Police Say Pilot on Canadian Airline Found Passed Out Drunk

 

(THIS ARTICLE IS COURTESY OF THE NEW YORK TIMES)

CALGARY, Alberta — Canadian police have charged a pilot for Sunwing Airlines with impairment after he was allegedly found passed out over his seat before takeoff early Saturday.

Police said the pilot boarded the Boeing 737 with 99 passengers and six crew members in Calgary, Alberta for a flight that was scheduled to make stops in Regina, Saskatchewan and Winnipeg, Manitoba before continuing on to Cancun, Mexico.

But before it took off, police said the gate crew as well as crewmembers on the aircraft indicated he was behaving strangely.

Police allege the co-pilot found the pilot passed out in the cockpit.

“They found him slumped over in the seat. He was the captain,” Calgary Sgt.
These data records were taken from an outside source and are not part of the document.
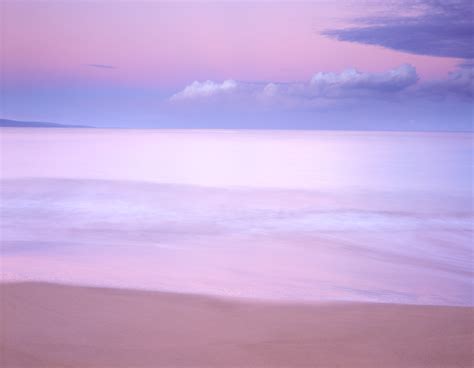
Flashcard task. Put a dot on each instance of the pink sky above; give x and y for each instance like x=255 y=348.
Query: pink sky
x=169 y=45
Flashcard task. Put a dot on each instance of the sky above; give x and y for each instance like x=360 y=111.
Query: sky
x=341 y=64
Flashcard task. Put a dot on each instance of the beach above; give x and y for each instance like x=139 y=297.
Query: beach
x=136 y=248
x=50 y=325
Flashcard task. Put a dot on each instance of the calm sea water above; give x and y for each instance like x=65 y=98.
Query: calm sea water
x=292 y=215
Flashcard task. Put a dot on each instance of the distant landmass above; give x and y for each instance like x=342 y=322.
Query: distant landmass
x=35 y=124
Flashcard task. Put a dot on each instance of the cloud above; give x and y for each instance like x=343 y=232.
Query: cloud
x=441 y=28
x=101 y=66
x=205 y=89
x=459 y=84
x=321 y=89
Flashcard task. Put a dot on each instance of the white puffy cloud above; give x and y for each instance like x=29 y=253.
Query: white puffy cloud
x=205 y=89
x=349 y=80
x=321 y=89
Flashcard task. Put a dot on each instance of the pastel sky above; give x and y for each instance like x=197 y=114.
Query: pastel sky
x=324 y=64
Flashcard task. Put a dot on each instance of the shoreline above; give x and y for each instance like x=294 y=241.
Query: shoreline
x=56 y=325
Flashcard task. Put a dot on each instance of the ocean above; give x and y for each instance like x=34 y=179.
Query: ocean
x=275 y=215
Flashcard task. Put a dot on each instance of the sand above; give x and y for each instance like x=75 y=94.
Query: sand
x=52 y=325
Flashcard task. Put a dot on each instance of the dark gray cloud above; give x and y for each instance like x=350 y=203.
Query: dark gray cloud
x=441 y=28
x=459 y=84
x=101 y=66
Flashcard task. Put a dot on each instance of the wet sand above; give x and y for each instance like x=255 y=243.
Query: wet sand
x=52 y=325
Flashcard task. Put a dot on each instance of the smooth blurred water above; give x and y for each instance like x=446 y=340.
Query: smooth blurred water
x=292 y=215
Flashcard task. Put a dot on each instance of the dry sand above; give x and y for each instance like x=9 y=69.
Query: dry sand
x=49 y=325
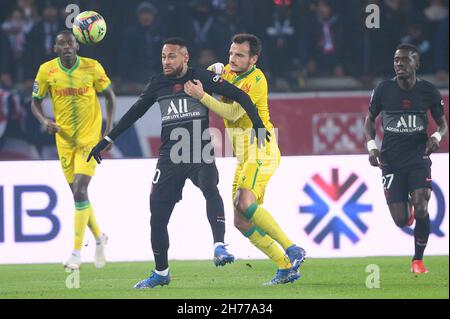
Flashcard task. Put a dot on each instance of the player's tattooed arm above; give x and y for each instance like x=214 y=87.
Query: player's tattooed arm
x=433 y=141
x=36 y=108
x=110 y=99
x=139 y=108
x=370 y=133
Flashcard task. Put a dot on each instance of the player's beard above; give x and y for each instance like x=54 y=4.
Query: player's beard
x=176 y=72
x=240 y=70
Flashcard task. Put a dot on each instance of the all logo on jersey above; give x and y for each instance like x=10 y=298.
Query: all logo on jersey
x=178 y=109
x=335 y=212
x=406 y=122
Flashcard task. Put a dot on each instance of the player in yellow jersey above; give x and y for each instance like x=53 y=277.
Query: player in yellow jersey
x=73 y=83
x=255 y=166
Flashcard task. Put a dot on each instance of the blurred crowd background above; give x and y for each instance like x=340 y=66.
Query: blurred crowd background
x=307 y=44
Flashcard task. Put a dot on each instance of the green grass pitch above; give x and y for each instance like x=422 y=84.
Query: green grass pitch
x=321 y=278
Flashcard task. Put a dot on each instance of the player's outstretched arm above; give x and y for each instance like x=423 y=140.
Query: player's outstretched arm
x=230 y=91
x=433 y=141
x=231 y=112
x=110 y=98
x=370 y=132
x=36 y=108
x=134 y=113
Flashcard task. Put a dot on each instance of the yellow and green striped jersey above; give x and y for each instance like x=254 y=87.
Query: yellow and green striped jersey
x=74 y=96
x=254 y=83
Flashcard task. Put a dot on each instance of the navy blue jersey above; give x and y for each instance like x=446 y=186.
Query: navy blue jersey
x=180 y=113
x=405 y=120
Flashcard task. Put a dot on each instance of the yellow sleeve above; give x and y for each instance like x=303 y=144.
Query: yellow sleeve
x=259 y=91
x=40 y=86
x=101 y=80
x=231 y=112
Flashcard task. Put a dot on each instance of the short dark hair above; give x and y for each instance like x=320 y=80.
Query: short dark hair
x=176 y=41
x=409 y=47
x=67 y=32
x=253 y=41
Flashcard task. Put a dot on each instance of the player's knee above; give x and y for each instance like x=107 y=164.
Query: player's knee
x=160 y=212
x=210 y=192
x=421 y=210
x=79 y=193
x=241 y=223
x=243 y=201
x=400 y=222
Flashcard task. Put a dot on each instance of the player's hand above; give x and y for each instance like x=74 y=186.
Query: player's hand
x=374 y=158
x=95 y=152
x=194 y=89
x=51 y=126
x=431 y=146
x=218 y=68
x=109 y=147
x=261 y=133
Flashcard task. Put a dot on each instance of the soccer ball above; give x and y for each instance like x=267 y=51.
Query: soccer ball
x=89 y=27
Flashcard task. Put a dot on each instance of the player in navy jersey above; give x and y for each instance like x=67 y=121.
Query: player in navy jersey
x=182 y=118
x=405 y=152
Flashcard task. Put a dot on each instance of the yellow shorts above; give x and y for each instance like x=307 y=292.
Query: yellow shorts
x=73 y=161
x=255 y=175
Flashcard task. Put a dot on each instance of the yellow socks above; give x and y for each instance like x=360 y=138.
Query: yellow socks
x=81 y=220
x=264 y=220
x=268 y=246
x=92 y=224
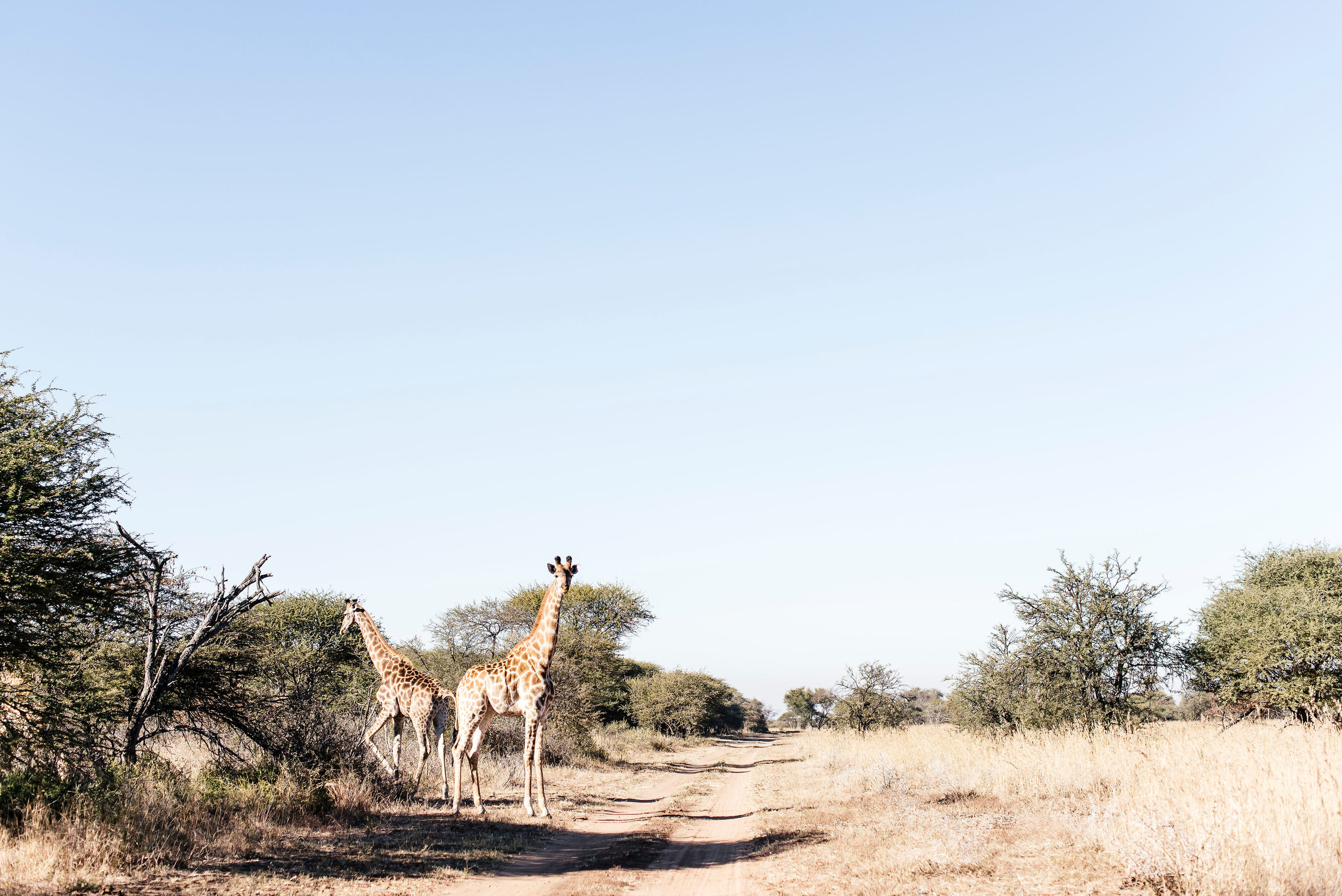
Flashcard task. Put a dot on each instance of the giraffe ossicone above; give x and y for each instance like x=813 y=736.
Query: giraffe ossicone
x=519 y=684
x=404 y=693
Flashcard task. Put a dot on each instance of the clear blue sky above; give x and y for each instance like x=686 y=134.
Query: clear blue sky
x=816 y=322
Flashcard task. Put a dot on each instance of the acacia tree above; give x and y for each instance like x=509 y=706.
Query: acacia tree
x=591 y=675
x=869 y=698
x=178 y=625
x=1273 y=638
x=61 y=571
x=809 y=706
x=1090 y=652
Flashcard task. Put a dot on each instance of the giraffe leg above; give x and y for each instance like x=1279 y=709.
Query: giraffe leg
x=398 y=723
x=474 y=757
x=422 y=735
x=368 y=738
x=441 y=725
x=466 y=726
x=528 y=745
x=540 y=776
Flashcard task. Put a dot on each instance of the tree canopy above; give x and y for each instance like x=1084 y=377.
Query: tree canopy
x=1273 y=636
x=1090 y=647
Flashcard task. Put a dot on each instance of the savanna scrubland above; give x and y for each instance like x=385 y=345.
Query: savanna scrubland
x=156 y=725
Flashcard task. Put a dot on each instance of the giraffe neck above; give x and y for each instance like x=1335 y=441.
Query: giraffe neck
x=546 y=630
x=377 y=647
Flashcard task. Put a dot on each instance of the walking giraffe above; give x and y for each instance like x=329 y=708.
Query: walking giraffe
x=519 y=684
x=404 y=693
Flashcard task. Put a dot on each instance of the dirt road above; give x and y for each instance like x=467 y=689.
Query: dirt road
x=685 y=835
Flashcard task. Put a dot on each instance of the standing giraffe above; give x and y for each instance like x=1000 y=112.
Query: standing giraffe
x=519 y=684
x=406 y=691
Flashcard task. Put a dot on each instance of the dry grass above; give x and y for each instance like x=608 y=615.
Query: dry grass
x=226 y=836
x=1179 y=806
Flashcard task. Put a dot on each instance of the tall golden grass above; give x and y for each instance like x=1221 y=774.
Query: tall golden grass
x=1184 y=806
x=165 y=816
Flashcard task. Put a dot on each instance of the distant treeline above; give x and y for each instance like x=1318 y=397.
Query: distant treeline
x=1090 y=652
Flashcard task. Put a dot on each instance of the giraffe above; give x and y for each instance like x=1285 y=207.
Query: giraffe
x=406 y=691
x=519 y=684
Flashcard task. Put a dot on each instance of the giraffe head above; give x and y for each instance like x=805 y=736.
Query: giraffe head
x=351 y=609
x=564 y=571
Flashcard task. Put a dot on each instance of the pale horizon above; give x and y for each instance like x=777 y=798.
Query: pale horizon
x=816 y=326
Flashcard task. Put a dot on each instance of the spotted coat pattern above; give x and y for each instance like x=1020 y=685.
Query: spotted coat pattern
x=519 y=684
x=406 y=693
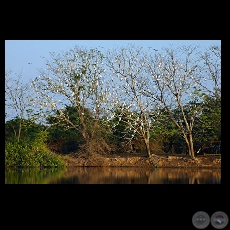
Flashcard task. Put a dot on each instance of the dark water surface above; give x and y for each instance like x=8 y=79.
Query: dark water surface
x=112 y=175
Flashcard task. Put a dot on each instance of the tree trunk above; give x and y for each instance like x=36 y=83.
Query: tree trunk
x=147 y=147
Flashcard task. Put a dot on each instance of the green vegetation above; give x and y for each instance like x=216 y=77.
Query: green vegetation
x=121 y=101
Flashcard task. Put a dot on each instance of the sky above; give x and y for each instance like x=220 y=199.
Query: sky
x=26 y=56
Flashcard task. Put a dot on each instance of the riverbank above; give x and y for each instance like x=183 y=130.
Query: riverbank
x=161 y=161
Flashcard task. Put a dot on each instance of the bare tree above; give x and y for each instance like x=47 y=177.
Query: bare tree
x=127 y=80
x=174 y=82
x=17 y=101
x=73 y=78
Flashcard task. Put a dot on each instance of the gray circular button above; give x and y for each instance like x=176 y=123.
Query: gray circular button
x=201 y=220
x=219 y=220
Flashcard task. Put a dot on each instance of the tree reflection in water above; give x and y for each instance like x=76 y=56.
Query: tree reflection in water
x=113 y=175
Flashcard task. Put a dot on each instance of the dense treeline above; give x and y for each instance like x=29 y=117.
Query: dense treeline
x=123 y=100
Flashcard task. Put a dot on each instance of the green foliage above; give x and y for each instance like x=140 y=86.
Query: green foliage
x=31 y=149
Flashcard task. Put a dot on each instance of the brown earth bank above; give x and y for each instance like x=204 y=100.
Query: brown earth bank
x=161 y=161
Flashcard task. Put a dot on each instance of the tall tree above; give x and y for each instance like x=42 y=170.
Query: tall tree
x=175 y=80
x=127 y=77
x=73 y=79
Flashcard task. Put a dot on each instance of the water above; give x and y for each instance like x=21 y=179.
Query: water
x=111 y=175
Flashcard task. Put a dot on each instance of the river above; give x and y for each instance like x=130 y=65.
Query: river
x=112 y=175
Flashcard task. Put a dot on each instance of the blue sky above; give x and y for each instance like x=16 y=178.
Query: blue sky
x=18 y=53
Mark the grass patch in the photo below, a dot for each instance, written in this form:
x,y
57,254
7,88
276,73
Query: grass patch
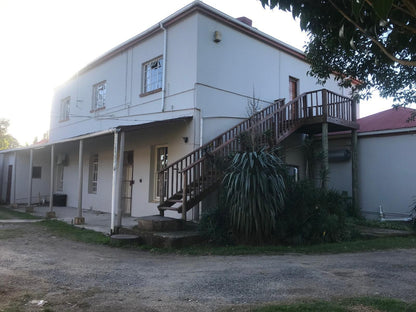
x,y
68,231
392,225
7,214
365,304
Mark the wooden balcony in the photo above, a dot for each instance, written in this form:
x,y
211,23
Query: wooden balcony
x,y
187,181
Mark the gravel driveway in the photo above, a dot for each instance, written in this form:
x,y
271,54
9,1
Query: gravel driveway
x,y
74,276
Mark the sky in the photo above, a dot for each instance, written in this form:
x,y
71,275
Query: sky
x,y
45,42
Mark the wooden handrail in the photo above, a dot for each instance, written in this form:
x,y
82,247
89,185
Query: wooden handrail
x,y
194,173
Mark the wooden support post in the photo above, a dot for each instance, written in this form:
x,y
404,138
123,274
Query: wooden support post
x,y
80,219
325,104
354,162
51,213
354,172
114,183
325,165
120,180
29,190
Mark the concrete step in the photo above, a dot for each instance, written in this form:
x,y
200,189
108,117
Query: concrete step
x,y
159,224
124,239
173,239
164,232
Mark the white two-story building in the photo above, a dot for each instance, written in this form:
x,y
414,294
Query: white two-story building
x,y
152,100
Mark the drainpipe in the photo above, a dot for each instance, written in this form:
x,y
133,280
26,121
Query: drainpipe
x,y
164,65
79,219
114,181
52,179
29,191
14,178
120,180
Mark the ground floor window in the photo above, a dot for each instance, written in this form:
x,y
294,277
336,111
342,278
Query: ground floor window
x,y
93,174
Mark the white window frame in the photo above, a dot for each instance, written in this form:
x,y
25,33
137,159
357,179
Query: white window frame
x,y
65,109
99,94
152,75
157,167
93,174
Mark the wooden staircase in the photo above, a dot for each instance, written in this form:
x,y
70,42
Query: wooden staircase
x,y
184,183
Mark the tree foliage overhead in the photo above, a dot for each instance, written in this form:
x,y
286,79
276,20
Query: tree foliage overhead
x,y
6,140
373,41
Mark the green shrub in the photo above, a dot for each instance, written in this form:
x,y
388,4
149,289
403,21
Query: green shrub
x,y
254,191
215,223
312,215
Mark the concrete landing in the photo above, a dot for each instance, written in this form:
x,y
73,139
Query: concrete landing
x,y
164,232
159,224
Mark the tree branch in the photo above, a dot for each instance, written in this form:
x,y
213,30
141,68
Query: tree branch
x,y
374,40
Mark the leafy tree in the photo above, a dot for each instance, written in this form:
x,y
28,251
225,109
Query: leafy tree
x,y
373,41
6,140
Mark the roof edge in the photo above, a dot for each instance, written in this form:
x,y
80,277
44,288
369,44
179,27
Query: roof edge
x,y
200,7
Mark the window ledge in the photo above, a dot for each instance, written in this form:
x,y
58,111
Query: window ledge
x,y
150,92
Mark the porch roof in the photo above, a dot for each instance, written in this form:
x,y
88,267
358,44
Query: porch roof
x,y
127,128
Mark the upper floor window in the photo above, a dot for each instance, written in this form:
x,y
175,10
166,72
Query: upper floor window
x,y
152,75
64,109
99,95
293,88
36,172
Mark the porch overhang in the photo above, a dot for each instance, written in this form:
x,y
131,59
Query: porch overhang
x,y
129,128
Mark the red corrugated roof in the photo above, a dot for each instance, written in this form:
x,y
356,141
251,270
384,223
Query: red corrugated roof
x,y
390,119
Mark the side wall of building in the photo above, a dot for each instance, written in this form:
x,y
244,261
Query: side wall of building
x,y
239,68
386,171
126,103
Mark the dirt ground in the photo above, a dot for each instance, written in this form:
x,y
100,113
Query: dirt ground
x,y
72,276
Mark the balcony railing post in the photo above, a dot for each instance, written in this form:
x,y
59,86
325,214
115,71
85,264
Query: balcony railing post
x,y
354,110
161,191
325,104
184,196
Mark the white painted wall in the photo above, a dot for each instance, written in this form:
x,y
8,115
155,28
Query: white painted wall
x,y
203,78
124,76
386,172
231,71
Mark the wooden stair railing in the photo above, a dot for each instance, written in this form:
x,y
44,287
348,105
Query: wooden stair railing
x,y
184,183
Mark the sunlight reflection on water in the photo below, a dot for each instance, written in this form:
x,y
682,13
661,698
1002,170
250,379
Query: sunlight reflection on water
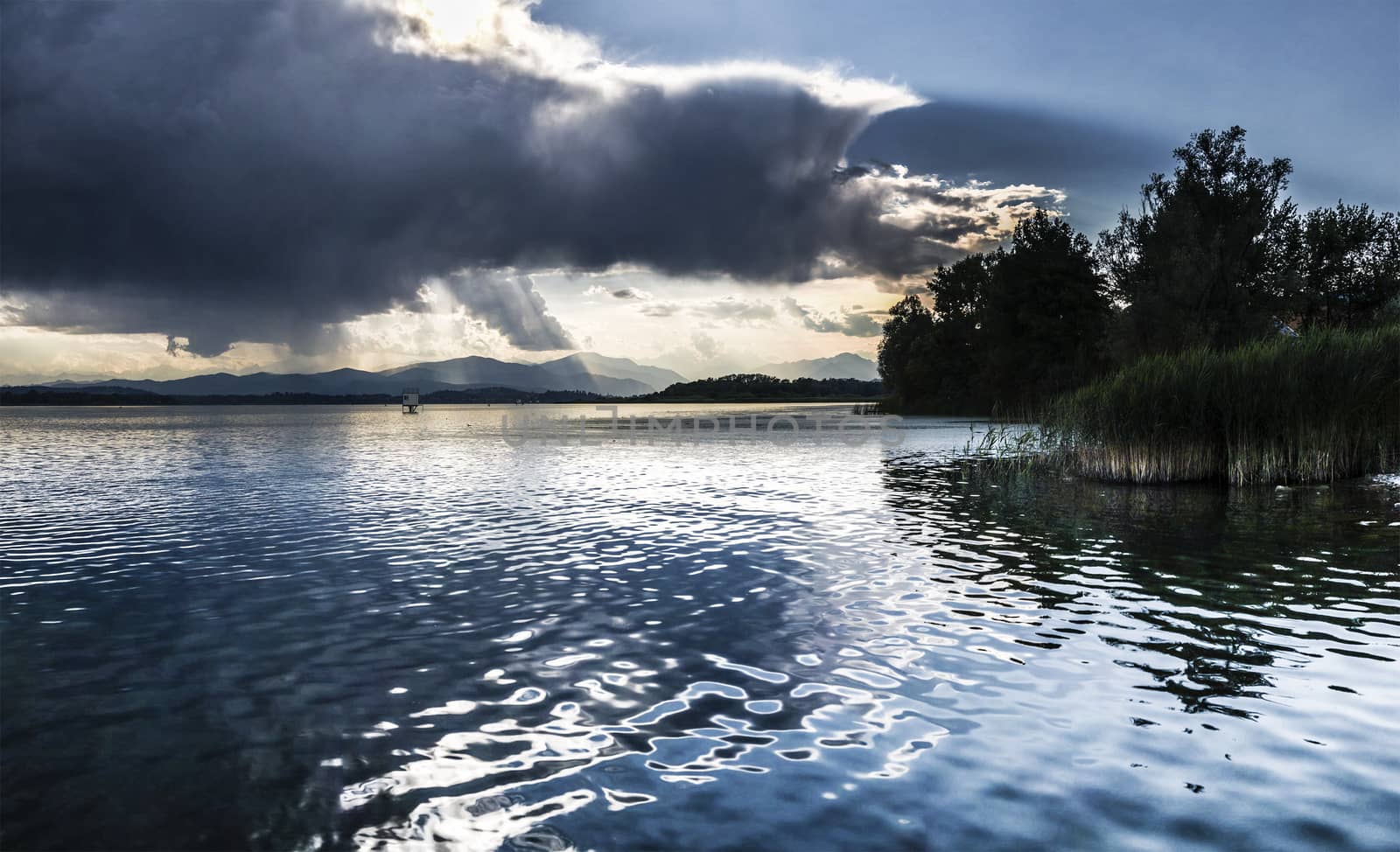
x,y
352,628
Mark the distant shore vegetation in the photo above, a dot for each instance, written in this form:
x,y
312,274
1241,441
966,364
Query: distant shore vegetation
x,y
1281,410
741,388
744,388
1218,333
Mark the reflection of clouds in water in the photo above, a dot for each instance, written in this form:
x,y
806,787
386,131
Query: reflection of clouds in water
x,y
707,730
643,646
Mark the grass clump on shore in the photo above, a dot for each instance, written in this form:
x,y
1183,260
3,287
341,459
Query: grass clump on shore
x,y
1284,410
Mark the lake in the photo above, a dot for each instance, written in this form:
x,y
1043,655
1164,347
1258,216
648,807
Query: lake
x,y
349,628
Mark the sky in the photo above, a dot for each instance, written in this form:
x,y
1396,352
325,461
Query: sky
x,y
706,186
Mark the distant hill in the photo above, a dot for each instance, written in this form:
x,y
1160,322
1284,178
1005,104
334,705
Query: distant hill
x,y
847,366
760,388
585,373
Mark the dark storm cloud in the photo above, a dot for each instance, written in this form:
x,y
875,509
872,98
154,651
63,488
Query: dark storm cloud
x,y
254,171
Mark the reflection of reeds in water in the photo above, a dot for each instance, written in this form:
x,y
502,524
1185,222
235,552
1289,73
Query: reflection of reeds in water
x,y
1284,410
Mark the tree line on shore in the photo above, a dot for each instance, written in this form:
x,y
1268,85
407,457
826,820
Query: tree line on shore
x,y
1217,256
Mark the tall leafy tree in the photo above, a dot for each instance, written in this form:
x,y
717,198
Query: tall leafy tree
x,y
1348,266
1201,263
956,343
905,360
1045,315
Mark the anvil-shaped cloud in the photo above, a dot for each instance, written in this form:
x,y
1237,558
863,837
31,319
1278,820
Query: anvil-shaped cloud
x,y
256,171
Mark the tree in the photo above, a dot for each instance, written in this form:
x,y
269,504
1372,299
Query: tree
x,y
1045,315
1201,265
905,366
959,296
1348,262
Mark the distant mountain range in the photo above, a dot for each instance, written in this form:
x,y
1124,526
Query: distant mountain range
x,y
847,366
584,371
580,373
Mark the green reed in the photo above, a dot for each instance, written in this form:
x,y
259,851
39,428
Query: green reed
x,y
1284,410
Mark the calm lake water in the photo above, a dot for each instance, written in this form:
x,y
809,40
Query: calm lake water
x,y
343,627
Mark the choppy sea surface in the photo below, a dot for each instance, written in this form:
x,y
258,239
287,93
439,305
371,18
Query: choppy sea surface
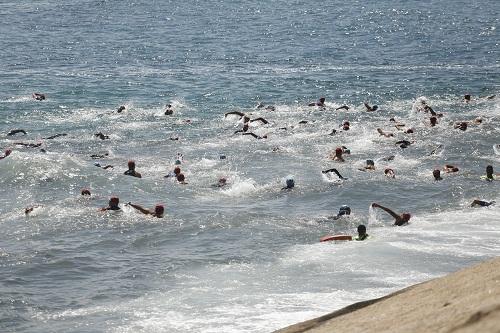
x,y
245,257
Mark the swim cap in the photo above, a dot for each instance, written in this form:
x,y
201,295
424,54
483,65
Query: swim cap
x,y
159,209
344,210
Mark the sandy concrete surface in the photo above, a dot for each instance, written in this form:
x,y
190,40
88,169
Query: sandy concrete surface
x,y
464,301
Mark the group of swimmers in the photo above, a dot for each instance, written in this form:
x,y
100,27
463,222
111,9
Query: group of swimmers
x,y
338,155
Paul Stacey told a news conference.

The pilot was escorted from the plane and has been charged with having care and control of an aircraft while being impaired, as well as having a blood-alcohol level exceeding .08 while in care and control of an aircraft.

Stacey said police allege the suspect had three times the legal amount of alcohol in his system.

“Because he has as much alcohol in his system as he does, they’re going to wait for him to sober up somewhat before he goes before a justice of the peace,” Stacey said.

Police said the pilot’s name will be released after he has appeared in court.

Sunwing spokeswoman Janine Massey praised the rest of the crew for handling what she called a “very unfortunate matter.”

“We can confirm that shortly before 7 a.m. local time, the gate agents, first officer and crew of Sunwing flight 595, departing from Calgary and destined for Cancun, determined that the captain was unfit to fly and reported this accordingly,” Massey stated.

Sunwing, a low cost Canadian carrier, said the plane took off a short time later with another captain.

“We are very apologetic for any upset that this has caused and would like to assure our customers that safety remains our utmost priority,” Massey said.

Stacey said Transport Canada has been contacted and he expected the suspect could face additional charges.

“It had all the potential for a disaster but I’ll tell you this much — the likelihood of a pilot on a major airline like this actually being able to take off when they’re impaired like that is pretty slim, because there’s a lot of checks and balances. There’s the other flight crew and there’s gate crew and they’re all about safety,” Stacey said.

“So, I’m not surprised that he got caught before (the plane) left the terminal.”

Transport Canada spokesman Dan Dugas said in an email that it is a criminal offence in Canada for a flight crew to work within eight hours of consuming alcohol or while under the influence.

Dugas said Transport Canada is reviewing the pilot’s records and Sunwing Airlines’ procedures and protocols.